Mapping quantitative trait loci for body weight on the X chromosome in mice. I. Analysis of a reciprocal F2 population.

Evidence of a large sex-linked effect accounting for 25% of the divergence between mouse lines selected for body weight has been described previously. A marker-based study was undertaken to determine the number and map positions of the putative X-linked quantitative trait loci (QTLs). An F2 population was generated from a reciprocal F1 between an inbred low line derived from the low selection line and the high selection line. To enable inference of marker-associated QTL effects on the X chromosome, an analytical technique was developed based on the multiple regression method of Haley and Knott. The analysis of data on 10 week weight indicated a single QTL of large effect situated at about 23 cM from the proximal end of the chromosome, with a peak LOD score of 24.4. The likelihood curve showed a single well-defined peak, and gave a 95% confidence interval for the QTL location of 8 cM. The estimates for the additive genotypic effects in males and females (half the differences between hemizygous males and between homozygous females) were 2.6 g in both cases, or 17% and 20% of the 10 week body weight in males and females respectively. Dominance effects in the females were found to be non-significant. No significant X-linked effect on carcass fat percentage was detected, but a single X-linked QTL appears to explain almost the entire X-linked body weight effect.
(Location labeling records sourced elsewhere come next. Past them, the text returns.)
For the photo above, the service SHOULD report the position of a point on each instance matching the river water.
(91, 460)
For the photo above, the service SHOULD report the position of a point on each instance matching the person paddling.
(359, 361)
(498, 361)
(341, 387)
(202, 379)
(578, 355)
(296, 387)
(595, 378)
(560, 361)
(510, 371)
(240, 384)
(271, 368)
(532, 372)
Mapping quantitative trait loci for body weight on the X chromosome in mice. II. Analysis of congenic backcrosses.

In a QTL mapping study with an F2 population of mice, we have shown that one or more sex-linked factors account for a large part of the divergence between mouse lines selected for high and low body weight. Here, we describe a study undertaken to map the putative X-linked quantitative trait loci (QTLs) by backcrossing segments of chromosome from the high line onto an inbred line derived from the low line, thereby removing possible contributions from the autosomes and linked segments of the X chromosome. Sublines containing a regional at the proximal end of the X chromosome were found to be associated with large differences in body weight, and to account for almost all the difference between the lines. A Markov chain Monte Carlo based multipoint linkage analysis incorporating the available marker and phenotypic information from the backcross pedigree was used to map the QTL to a region of about 6 cM. There was no evidence for QTLs elsewhere on the chromosome. The estimated QTL effect is approximately 20% of mean body weight in males and females at 10 weeks. From results obtained from this study and the accompanying F2 analysis, we conclude the presence of a single factor for body weight localizing to about position (+/- SE) 26.4 +/- 1.2 cM on the X chromosome, which increases body weight by approximately 18% at 10 weeks. A strategy to positionally clone the QTL is discussed.